I guess that’s all I’m really trying to say here and what I want to continue saying with these letters: “If we have the words, there’s always a chance that we’ll find the way.” And perhaps by finding the way, we’ll be led to discover and sooner accept the difference between life as it’s imagined and life as it really is; life as it must be.

So, here’s the first of many to you, my love. Unqualified and fallible as I am, I have a knowledge of your goodness. And I want to share it. For it’s the only perfect thing about me.

Love, H

10 Responses
  • Anonymous
    January 5, 2016

    Beautiful!

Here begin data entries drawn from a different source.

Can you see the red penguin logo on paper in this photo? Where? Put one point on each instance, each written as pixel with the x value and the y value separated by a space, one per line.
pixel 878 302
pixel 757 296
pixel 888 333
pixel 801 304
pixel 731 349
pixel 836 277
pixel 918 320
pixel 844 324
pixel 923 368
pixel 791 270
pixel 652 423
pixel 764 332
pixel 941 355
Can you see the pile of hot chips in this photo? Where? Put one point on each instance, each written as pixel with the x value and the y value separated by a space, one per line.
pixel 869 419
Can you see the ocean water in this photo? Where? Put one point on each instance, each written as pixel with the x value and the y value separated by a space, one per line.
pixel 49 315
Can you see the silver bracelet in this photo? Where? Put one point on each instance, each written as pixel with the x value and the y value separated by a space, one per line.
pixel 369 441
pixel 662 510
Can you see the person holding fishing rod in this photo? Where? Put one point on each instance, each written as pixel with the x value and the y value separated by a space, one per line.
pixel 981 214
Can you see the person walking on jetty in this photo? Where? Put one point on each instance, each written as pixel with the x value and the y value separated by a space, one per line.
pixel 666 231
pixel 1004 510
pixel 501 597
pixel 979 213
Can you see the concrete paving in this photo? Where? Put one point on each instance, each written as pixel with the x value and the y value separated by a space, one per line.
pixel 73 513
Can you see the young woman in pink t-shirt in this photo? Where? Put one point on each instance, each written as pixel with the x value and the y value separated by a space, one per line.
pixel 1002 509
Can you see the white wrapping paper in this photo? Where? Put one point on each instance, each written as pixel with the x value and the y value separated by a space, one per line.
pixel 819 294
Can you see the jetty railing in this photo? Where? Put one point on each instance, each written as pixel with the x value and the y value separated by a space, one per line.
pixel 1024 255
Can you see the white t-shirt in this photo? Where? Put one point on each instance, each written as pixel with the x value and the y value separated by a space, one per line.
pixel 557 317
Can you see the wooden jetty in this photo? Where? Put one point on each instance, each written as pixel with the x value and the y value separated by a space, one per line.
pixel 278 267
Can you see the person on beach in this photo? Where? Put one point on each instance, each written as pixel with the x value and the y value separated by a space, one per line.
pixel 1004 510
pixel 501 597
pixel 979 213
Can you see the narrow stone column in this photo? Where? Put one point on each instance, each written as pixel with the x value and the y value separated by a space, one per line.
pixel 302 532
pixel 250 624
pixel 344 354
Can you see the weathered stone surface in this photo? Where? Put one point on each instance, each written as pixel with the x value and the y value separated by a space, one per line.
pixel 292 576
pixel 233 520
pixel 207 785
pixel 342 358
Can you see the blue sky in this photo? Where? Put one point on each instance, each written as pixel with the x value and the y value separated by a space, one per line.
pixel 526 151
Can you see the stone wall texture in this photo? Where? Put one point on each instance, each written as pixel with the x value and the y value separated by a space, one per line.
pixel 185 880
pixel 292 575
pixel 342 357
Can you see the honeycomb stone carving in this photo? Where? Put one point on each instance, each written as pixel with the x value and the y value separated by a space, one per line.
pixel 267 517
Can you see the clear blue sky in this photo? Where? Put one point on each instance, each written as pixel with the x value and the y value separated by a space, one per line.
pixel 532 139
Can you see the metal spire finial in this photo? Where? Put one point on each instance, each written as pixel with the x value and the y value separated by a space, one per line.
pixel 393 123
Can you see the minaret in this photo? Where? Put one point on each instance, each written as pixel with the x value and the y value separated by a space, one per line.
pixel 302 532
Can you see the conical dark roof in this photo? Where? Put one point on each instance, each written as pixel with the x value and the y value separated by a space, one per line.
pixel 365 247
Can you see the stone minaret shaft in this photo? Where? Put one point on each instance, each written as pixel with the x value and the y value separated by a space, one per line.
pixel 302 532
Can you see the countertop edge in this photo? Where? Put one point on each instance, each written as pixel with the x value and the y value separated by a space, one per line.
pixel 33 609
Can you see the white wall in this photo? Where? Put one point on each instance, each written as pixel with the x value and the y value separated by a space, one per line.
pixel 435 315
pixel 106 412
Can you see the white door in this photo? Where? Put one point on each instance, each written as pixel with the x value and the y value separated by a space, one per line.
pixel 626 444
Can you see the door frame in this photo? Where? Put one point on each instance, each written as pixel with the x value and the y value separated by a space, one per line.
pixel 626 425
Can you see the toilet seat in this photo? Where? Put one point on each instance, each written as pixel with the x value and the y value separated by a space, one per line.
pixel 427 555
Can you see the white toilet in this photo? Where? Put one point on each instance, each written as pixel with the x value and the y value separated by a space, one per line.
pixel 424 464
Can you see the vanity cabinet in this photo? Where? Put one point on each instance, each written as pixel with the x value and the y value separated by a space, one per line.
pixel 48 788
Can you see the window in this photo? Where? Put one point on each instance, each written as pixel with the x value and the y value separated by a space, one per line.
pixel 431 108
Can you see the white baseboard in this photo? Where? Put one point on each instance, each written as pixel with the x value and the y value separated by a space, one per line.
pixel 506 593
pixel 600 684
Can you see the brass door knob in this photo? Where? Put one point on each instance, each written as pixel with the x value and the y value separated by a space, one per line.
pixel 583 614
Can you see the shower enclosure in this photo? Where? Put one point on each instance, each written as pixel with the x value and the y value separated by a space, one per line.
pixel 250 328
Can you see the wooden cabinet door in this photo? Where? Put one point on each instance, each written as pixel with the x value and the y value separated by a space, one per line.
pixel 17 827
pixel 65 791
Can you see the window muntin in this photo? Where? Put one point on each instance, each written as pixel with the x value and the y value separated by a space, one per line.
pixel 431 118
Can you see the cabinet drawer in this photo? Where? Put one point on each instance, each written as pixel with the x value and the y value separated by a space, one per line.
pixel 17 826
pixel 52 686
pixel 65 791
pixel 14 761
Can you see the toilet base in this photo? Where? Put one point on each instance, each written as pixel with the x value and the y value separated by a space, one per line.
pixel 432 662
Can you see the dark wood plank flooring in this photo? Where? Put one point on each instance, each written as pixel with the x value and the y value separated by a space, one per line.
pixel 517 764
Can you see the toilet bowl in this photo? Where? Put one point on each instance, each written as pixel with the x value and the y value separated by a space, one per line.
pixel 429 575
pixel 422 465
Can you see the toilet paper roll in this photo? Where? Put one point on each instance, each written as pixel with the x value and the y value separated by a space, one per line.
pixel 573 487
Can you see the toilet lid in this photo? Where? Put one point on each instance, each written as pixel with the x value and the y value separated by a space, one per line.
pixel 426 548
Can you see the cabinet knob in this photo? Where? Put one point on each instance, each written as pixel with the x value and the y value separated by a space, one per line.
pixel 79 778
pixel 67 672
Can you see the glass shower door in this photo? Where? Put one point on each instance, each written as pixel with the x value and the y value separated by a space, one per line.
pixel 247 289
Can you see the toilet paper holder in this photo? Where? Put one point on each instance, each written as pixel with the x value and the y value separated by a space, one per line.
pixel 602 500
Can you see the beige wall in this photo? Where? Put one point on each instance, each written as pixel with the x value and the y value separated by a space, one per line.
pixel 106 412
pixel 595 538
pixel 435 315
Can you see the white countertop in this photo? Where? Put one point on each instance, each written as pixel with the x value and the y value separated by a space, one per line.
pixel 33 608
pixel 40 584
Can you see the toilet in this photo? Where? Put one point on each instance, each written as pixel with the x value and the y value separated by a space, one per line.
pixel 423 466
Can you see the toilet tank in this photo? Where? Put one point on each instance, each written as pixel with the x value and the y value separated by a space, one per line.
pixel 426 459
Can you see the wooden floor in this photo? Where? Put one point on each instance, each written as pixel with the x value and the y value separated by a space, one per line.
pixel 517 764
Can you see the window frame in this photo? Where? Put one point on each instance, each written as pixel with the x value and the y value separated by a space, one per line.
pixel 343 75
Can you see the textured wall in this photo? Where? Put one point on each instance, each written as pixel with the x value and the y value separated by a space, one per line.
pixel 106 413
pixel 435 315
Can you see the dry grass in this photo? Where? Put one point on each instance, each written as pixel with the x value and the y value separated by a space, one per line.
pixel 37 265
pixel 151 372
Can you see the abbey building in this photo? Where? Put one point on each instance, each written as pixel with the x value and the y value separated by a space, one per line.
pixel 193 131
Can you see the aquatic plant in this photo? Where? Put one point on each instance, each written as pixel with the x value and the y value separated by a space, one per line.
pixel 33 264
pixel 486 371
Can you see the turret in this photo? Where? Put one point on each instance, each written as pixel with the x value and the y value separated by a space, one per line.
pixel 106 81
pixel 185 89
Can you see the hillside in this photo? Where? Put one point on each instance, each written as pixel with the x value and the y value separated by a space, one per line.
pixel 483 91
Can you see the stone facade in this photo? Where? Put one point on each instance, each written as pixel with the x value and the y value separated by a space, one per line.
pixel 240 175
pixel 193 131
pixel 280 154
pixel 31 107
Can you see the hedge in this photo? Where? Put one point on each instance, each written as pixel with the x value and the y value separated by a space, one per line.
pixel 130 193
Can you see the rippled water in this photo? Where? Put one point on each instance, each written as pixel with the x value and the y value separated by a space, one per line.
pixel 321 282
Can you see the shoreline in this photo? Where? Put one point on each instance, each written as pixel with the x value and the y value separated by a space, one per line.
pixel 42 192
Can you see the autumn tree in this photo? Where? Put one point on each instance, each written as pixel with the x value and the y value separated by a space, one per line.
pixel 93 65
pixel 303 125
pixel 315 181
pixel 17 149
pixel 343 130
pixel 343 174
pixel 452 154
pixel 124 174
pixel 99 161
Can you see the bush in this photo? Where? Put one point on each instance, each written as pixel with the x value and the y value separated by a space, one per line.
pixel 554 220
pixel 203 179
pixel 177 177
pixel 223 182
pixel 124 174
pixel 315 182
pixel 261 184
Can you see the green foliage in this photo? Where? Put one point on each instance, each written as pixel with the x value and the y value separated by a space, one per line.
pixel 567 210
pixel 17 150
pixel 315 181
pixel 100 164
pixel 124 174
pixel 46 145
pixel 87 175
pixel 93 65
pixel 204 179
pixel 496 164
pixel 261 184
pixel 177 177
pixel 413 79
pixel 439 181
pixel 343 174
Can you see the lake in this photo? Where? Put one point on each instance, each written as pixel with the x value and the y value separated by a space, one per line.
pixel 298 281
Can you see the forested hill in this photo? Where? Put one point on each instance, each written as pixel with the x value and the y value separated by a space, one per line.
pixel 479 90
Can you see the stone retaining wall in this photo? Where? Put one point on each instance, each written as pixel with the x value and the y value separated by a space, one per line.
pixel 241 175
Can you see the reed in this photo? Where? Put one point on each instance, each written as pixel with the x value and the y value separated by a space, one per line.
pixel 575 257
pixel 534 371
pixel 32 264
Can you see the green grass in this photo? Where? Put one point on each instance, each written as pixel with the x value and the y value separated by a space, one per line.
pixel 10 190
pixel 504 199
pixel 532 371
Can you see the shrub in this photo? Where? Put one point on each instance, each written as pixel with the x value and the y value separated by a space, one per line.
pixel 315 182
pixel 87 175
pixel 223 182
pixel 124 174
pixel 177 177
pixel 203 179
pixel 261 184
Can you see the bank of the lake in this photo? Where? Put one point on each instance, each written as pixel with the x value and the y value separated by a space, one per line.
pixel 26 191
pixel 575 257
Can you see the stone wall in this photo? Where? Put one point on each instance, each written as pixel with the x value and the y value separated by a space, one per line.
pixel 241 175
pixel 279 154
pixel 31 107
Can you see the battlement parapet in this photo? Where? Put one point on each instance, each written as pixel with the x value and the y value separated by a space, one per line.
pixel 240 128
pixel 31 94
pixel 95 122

I may have a new ripple in my heart after reading this.

  • Michelle Mosley
    January 5, 2016

    This is beautiful Henry. I can’t say I “know” what you mean or that I “understand”. It’s just beautiful. I did almost lose my husband this past year so some of your thoughts were mine exactly. You put into words what we all want for Mackenzie, and why we want it. And what we want and pray for–for you too. In the meantime we trust.

  • Michelle Mosley
    January 5, 2016

    Beautiful. You filled my heart as I read this.

  • Mandie
    January 5, 2016

    beautiful. so lovely and pure.

  • Nonny Smith
    January 5, 2016

    Henry, you whisked me away to another, more significant place. I guess it’s that spot in my heart that keeps getting shoved aside to make room for “things” of no consequence. Just knowing Mackenzie helps me go there and want to stay.

  • Mama Rebecca
    January 5, 2016

    So here I sit in my Principal office trying to look administratively-ish (sp?) as possible and I’m crying like a sentimental mama. Oh wait, I am a sentimental mama who raised a remarkable young man who could put his feelings so succinctly into words that it becomes a movie as much as an essay. Thank you sweet son for loving one of the most beautiful women I know–Mackenzie. I am, and will always be proud to call you son.
    Love,
    “The Mama”

  • Amy Bernard
    January 6, 2016

    Wonderful Henry. You have brought me to tears but more so closer to your hearts. I love you both.

  • 'Ofa Weaver
    January 6, 2016

    Henry this warms my heart. Your love for Mackenzie exists in a way that is uplifting and is what is right with the world. Love to you and your beautiful bride…you both take my breath away.

  • Lisa Bennett.
    January 6, 2016

    Every human should be so loved.

  • Harold Miner
    February 19, 2016

    “I have a knowledge of your goodness. And I want to share it. ” This is beautiful.